Apart from a sleaker look, X-wings are almost unchanged
It’s a similar story with Star Destroyers. The beginning of the first official trailer shows an old Star Destroyer apparently sitting in the sands of Jakku, the planet Rey (Daisy Ridley) calls home. When we later see a functional Star Destroyer in the sky with Kylo Ren (Adam Driver) aboard, it seems like pretty much the same ship, as though it was taken out of mothballs to aid Ren in whatever nefarious doings he’ll be getting on with in the new trilogy.
If the Destroyer is actually a new one off the assembly line, that means that ship has had the same design for at least 50 years, which again seems highly unlikely.

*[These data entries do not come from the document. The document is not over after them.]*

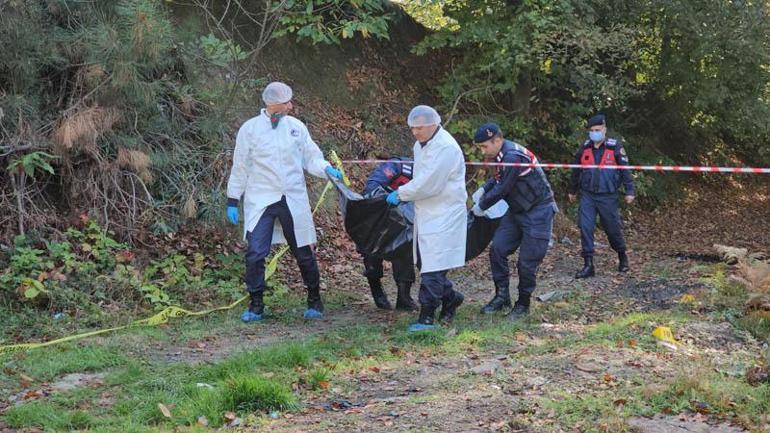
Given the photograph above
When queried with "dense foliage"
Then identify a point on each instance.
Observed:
(689, 79)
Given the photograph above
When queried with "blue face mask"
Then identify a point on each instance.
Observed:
(596, 136)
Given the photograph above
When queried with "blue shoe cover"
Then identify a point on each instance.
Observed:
(312, 313)
(249, 316)
(417, 327)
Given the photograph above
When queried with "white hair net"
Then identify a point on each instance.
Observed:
(422, 115)
(276, 93)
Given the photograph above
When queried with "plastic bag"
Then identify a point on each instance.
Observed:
(379, 229)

Perhaps the most obviously unchanged technology in the trailer is stormtrooper armour. Finn and his co-workers are dressed pretty much exactly how the stormtroopers appeared in Episode IV – VI. The helmet has undergone some slight modifications, making it look more skull-like.
There is one shot that hints at a change, when a silver-armoured figure with a black-and-red cloak that may just be a high-ranking stormtrooper makes an appearance, but the ground troops are the same as always. Even the blasters that they’re carrying look exactly the same.
The only blaster that catches the eye in any of the trailers is the one Han Solo (Harrison Ford) hands to Rey. This isn’t Solo’s own DL44 Heavy Blaster, nor does it look much like a DH17 Blaster Pistol or the Defender Sporting Blaster favoured by Princess Leia. It’s actually one of the shiniest pieces of kit on display and the one of the only gadgets that looks new.
But that is not the new weapon that has everyone talking. That honour goes to the energy staff wielded by a stormtrooper against Finn (John Boyega), which appears to stop his strike with a blue lightsaber! That was bound to light the internet on fire with speculation, since lightsabers are supposed to slice through everything. A weapon that can withstand lightsaber attacks would be a major leap forward and makes the other technological stagnation all the more puzzling.
Speaking of lightsabers, these tend to be generational weapons so it’s not surprising that the blue version wielded by Finn looks like the same one first used by Anakin Skywalker and then passed to son Luke (Mark Hamill), until he lost it during The Empire Strikes Back.
Mind your fingers: Kylo Ren's lightsaber, with crossguard
The only new lightsaber we get to see is Kylo Ren’s very cool-looking (if slightly dangerous to the wielder) red weapon, which has an energy crossguard. The addition of the crossguard is very medieval and only adds to the kind of old-tech-reused theme that seems to be running throughout the trailers, despite the fact that it’s a gadget we’ve never seen before.
Even the buzzing sound and jagged light of his lightsaber come across as more primitive than the clean-lined Jedi weapons we’ve seen before, suggesting he may have forged this weapon himself.